Data processing

This page aims to explain how to process data, from the raw file acquisition to the final rasters creation. It is divided into 6 steps as follow :

image0

Note

The upcoming steps description is based on the demo dataset. This dataset contains a small data sample to have a fast processing.

This dataset aims to describe the process, but feel free to add you own dataset. Just keep in mind the format requirement at Step 2

Step 1 : Define your dataset name and folder

The first step is to define the name of your dataset. For the purpose of this tutorial, we will use the demo name.

Create or make sure that the folder demo folder exits :

📁 TOPO-DataGen/
├── 📁 …
├── 📁 data_preprocess
├── 📁 …
├── 📁 demo
├── 📁 …
├── 📁 …

Step 2 : Start you conda environment

Activate you conda environment as follow :

cd <your Topo-datagen folder>
conda activate topo-datagen

Step 3 : Data downloading and preprocessing

Objective : Prepare the data for the local and Cesium Ion processing.

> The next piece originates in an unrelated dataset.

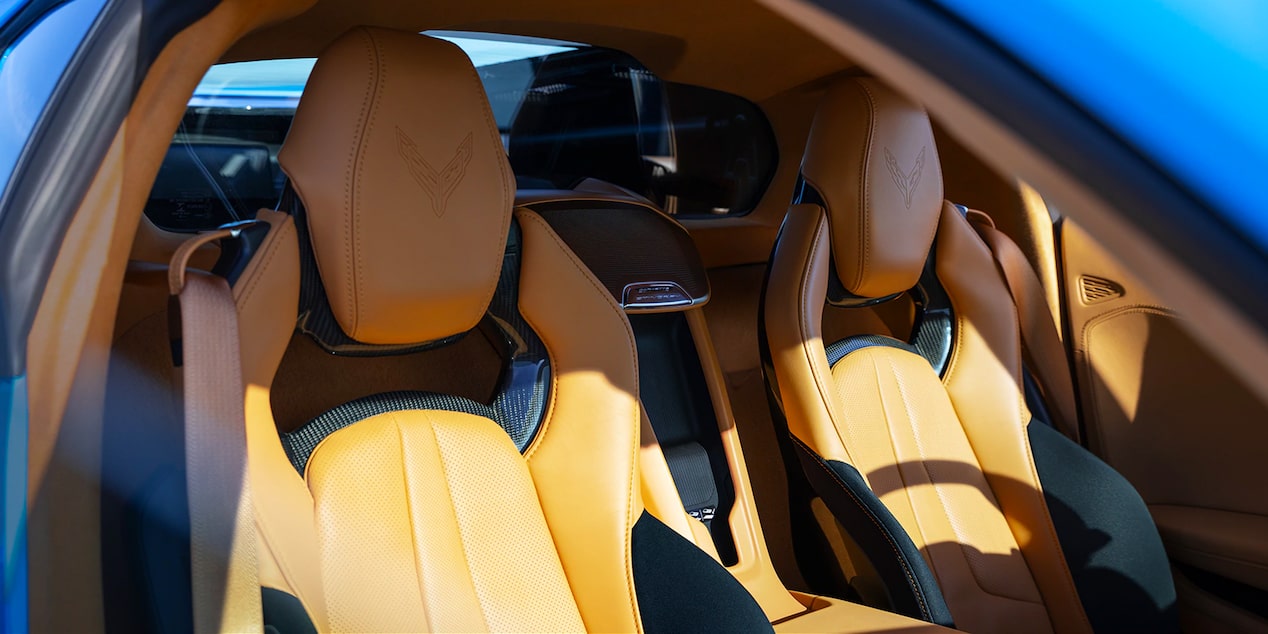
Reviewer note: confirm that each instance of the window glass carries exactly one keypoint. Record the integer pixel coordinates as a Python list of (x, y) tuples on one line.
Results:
[(567, 112)]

There are 3 csv files under the demo folder. These files contain urls that for the following initial data:

File name

Description

Format

Coordinate system

Altitude

surface3d.csv

URLs for LIDAR data

las

EPSG:3857

Local altitude

surface3d-raster.csv

Digital surface model

tif

EPSG:3857

Ellipsoid height

swissimage10.csv

Orthophoto

tif

EPSG:3857

Run the follwing command to download the files and start the preprocessing :

export SCENE=demo

python scripts/preprocess_data.py $SCENE -dataDownload

Aternatively, if you have your own source files, you can create manually the following strucure:

📁 TOPO-DataGen/
├── 📁 …
├── 📁 data_preprocess
├── 📁 …
├── 📁 demo
├── 📁 demo-surface3d
├── 📁 *.las
├── 📁 demo-surface3d-raster
├── 📁 *.tif
├── 📁 demo-swissimage10
├── 📁 *.tif
├── 📁 …
├── 📁 …

and run the following command to start the preprocessing (needed only if you add your own file) :

export SCENE=demo

python scripts/preprocess_data.py $SCENE

Note

Here are the files formats requirements :

Folder name

Description

Format

Coordinate system

Altitude

demo-surface3d

LIDAR data

las

EPSG:3857

Local altitude

demo-surface3d-raster

Digital surface model

tif

EPSG:3857

Ellipsoid height

demo-swissimage10

Orthophoto

tif

EPSG:3857

The data can be composed of one or many files. A merging process will be run anyway.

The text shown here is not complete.